Okay, that's helpful. I guess going forward for the rest of the fiscal year, do you expect to be free cash flow positive? Or I mean, do you expect to build inventories? Or do you think they'll actually come down with the busy selling season coming up?
Well, this quarter was a very positive cash flow quarter for us, and in a large part, due to inventories and also some other working capital changes. We are looking at that to continue for the remainder of the year, that always can change if we have a dramatically different environment. But we do think that, for the entire fiscal year, that's a fair assumption in the next 2 quarters.
Okay. And I think on the prior call, you and I discussed reversing the detail valuation allowance. Given the loss this quarter, does that reversal get slowed at all? Or is the timing still in place?
Well, it's a very fair question because on the year-to-date basis, our position from a book earnings standpoint is a loss. And we evaluate that reversal based on a 3-year cumulative income position. If we have strong enough earnings in quarters 3 and 4, that's still a very reasonable event to put those to protect us as back on our books but it's also contingent upon a positive outlook for the next fiscal year. So it's going to be a pretty significant evaluation to occur in our fourth fiscal quarter to ensure that we have the evidence that would support putting those back on our books.
All right, I would agree with you there. And, Randy, it sounded like last quarter you wanted to be at the point to announce a deal really soon and haven't seen any announcement. Can you comment on your pipeline?
Can you repeat that, I'm sorry?
Last quarter, it sounded like you were on a verge of being ready to announce a deal but you weren't quite ready. Can you just comment on your pipeline?
Yes, we've been working on a startup opportunity for some time that I was hopeful at the time we were going to decide on that to move forward. And we just -- we haven't made that decision yet. We're still considering that. We just aren't sure that it's the right fit, and we need to do some more work on that. So that's something we need to enter in very carefully. And we have some more work to do on it. I don't think we'll probably have that announcement ready even yet or if we'll even proceed with that. We just have to do more work on it. Along with that, we do continue to look at several joint venture and acquisition opportunities. So we're looking for opportunities, but it needs to be the right fit. It needs to make sense. We don't want to rush in but...
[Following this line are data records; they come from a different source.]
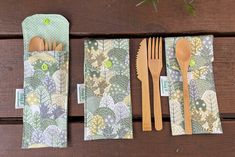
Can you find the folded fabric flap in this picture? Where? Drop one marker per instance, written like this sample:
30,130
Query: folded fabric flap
203,100
45,83
107,86
49,26
45,89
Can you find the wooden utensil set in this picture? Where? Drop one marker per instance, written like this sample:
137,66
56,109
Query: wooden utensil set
149,56
39,44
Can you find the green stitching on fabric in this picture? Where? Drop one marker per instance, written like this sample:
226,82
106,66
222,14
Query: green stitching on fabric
46,21
44,67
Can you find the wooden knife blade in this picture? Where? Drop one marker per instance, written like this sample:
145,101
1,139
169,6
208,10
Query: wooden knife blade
142,74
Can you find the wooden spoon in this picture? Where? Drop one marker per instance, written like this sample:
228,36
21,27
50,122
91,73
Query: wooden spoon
183,55
36,44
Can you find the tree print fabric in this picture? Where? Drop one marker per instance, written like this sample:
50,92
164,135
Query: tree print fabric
45,84
107,110
203,100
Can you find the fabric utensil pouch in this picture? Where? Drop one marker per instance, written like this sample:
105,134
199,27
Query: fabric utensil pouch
203,101
107,108
45,83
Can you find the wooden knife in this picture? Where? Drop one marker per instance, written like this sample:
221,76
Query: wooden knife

Is the hesitation purely because of strategic bid or because of macroeconomic variables?
And the next question comes from the line of Barry Vogel, Barry Vogel & Associates.
I have a couple of questions for Sarah first. Actually, I'll start with Randy. If we look at your dealer inventories for Motor Homes, it's essentially been flat for 9 straight quarters through the second quarter that you just announced. Do you see any signs whatsoever of change in this trend going forward?
Well, I think that's going to be driven by the market, Barry. Dealers are looking for a certain turn rate that fits their business model. And I think based on the dealer inventories that we currently see, it's probably where it should be based on the size of the market. So naturally, when the business picks up, I would expect to see them docking more product in response. I think it's as simple as that.
I want to say that, I think there's an overall sense of conservatism. And there's definitely been discussion on our dealers losing out on opportunities because they are so conservative on their stocking levels. And that's a big shift and a leap of faith. And so I think that is going to be a continued focus point on a perspective basis. But we don't want to have our dealers overstocked and have to help incent at the retail level. But they have to have the right amount of product to have it on their lot for the customers to look at than when they're on site.
Yes. In the motorized side, they're trying to get 2 to 3 turns a year.
Okay. Now are you concerned, and I know you just finished at a seasonally low point of the year. But if we look at the RV retail statistics in this recovery, there's no doubt, no doubt that Motorized has really gone nowhere essentially compared to Towables. And I know you're involved with -- more with Towables than at any time in the past by your acquisition and trying to develop a business there. But are you concerned that at this point in the recovery and Towables gaining some momentum, that nothing really has happened in any magnitude for Motorized business?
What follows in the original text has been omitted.